My Grandmother’s Ham and Olive Savoury Loaf

My grandmother is a great cook and has many lovely French dishes in her repertoire including this delicious and versatile loaf. Each time I have cooked this for a british audience I have had to encourage people to eat it (savoury cake!!?), but once people start, I never have any left over!

My grandmother serves this as a canapé with generous helpings of Champagne* for aperitif at all family gatherings and it is one of my firm favourites.

*For the family champagne favourite treat yourself to a trip to Mutigny in the Champagne region in France and visit the Serge Humbert vineyard where you can buys great Champagne by the case for between 10-16 euros per bottle. This is the champagne we drank at our wedding and have had rave reviews.

Preparation Time: 20 minutes Cooks in: 50 minutes Feeds: 10
Effort: Medium Price: Cheap


  • 250 grams plain flour
  • 4 eggs
  • 200 ml vegetable oil
  • 150 ml dry white wine
  • 1 small glass of vermouth
  • 200 grams green olives, stoned
  • 200 grams smoked ham or gammon slice (thick slice)
  • 150 grams grated gruyere or emmental
  • 10 grams baking powder


Preheat your oven to 200C. Grease or line a medium size loaf tin.
If you are using Gammon, lightly fry, chop and let it cool down completely before using in the recipe.
Mix the flour and whole eggs together until smooth.
Add the oil, the white wine and the vermouth.
Drain the olives well, roughly chop and add to the mix.
Dice the ham or gammon and add to the mix. Ensure this is cooled completely before adding if you cooked this previously.
Add the cheese and mix well with a spatula or a mixer on a low setting.
Lastly mix in the baking powder well with a spatula.

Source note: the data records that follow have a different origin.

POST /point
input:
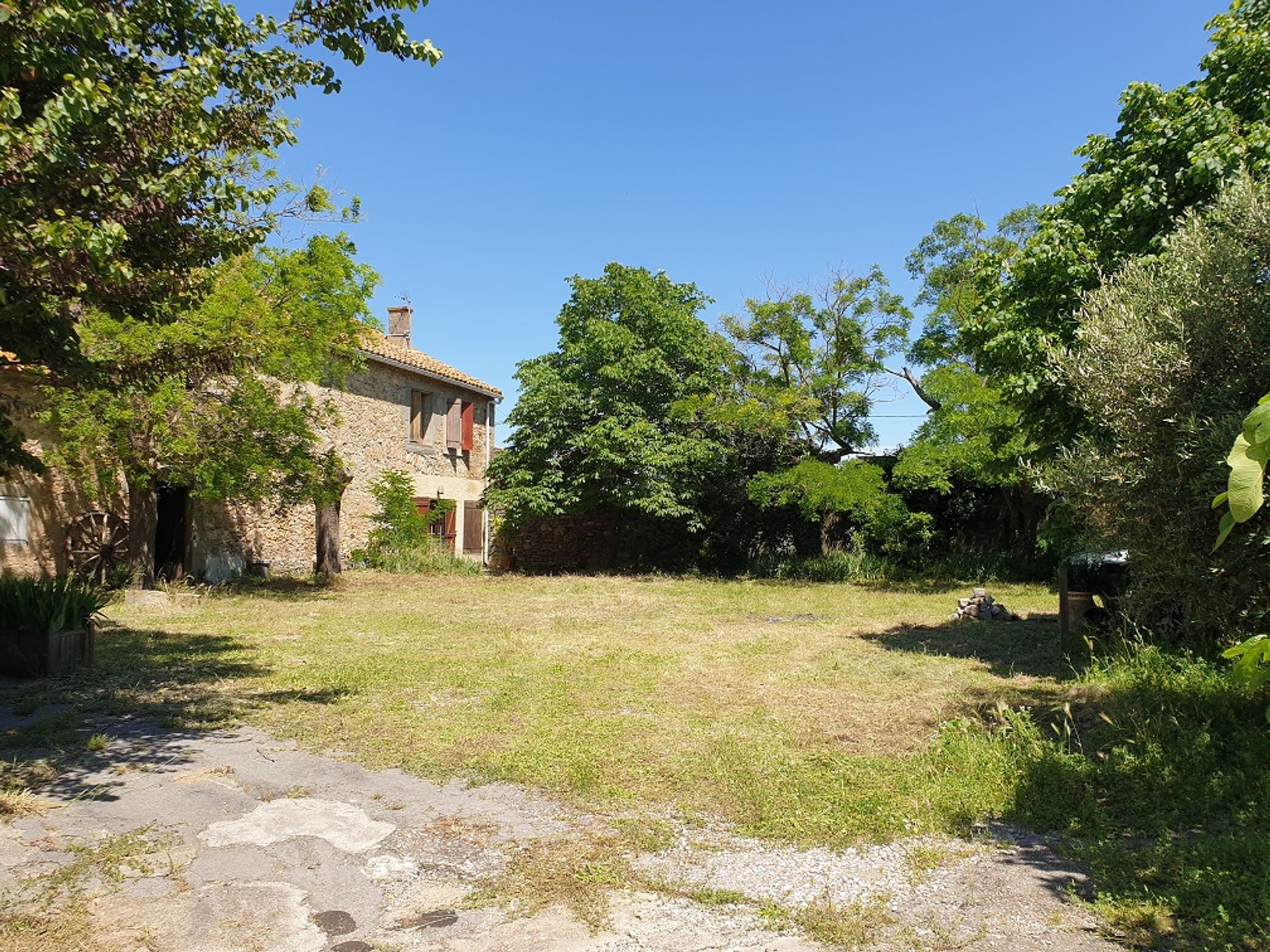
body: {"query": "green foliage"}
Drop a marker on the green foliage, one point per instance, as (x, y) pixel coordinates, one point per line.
(135, 140)
(810, 365)
(601, 422)
(853, 564)
(973, 436)
(854, 493)
(48, 603)
(1160, 781)
(218, 401)
(1164, 352)
(972, 444)
(398, 526)
(1174, 151)
(818, 488)
(402, 541)
(1248, 459)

Pour the batter into the loaf tin ensuring you do not fill over to 2/3 the height of the mold. Clean up any spillage so that the loaf rises evenly, and sprinkle a pinch of grated cheese over the loaf. Place in the pre-heated oven and bake for 50 minutes. Insert a skewer to the centre of the loaf and if this comes out clean, your loaf is cooked. Let the loaf cool in the tin and turn out onto a cooling rack. This will be quite dark in colour on the outside and very buttery and yellow inside.

Cake Aux Olives entier
Cake Aux Olives entier

Serving Suggestion:

You can serve this hot or cold. My grandmother likes to serve this by slicing off thick slices and cutting in four, re-heating in a medium oven for 10 minutes and serving or aperitif with bubbly. Guaranteed hit with all. Alternatively it can be served with a light salad or as part of a buffet.

This can be frozen in sections until you are ready to use. Defrost thoroughly before serving.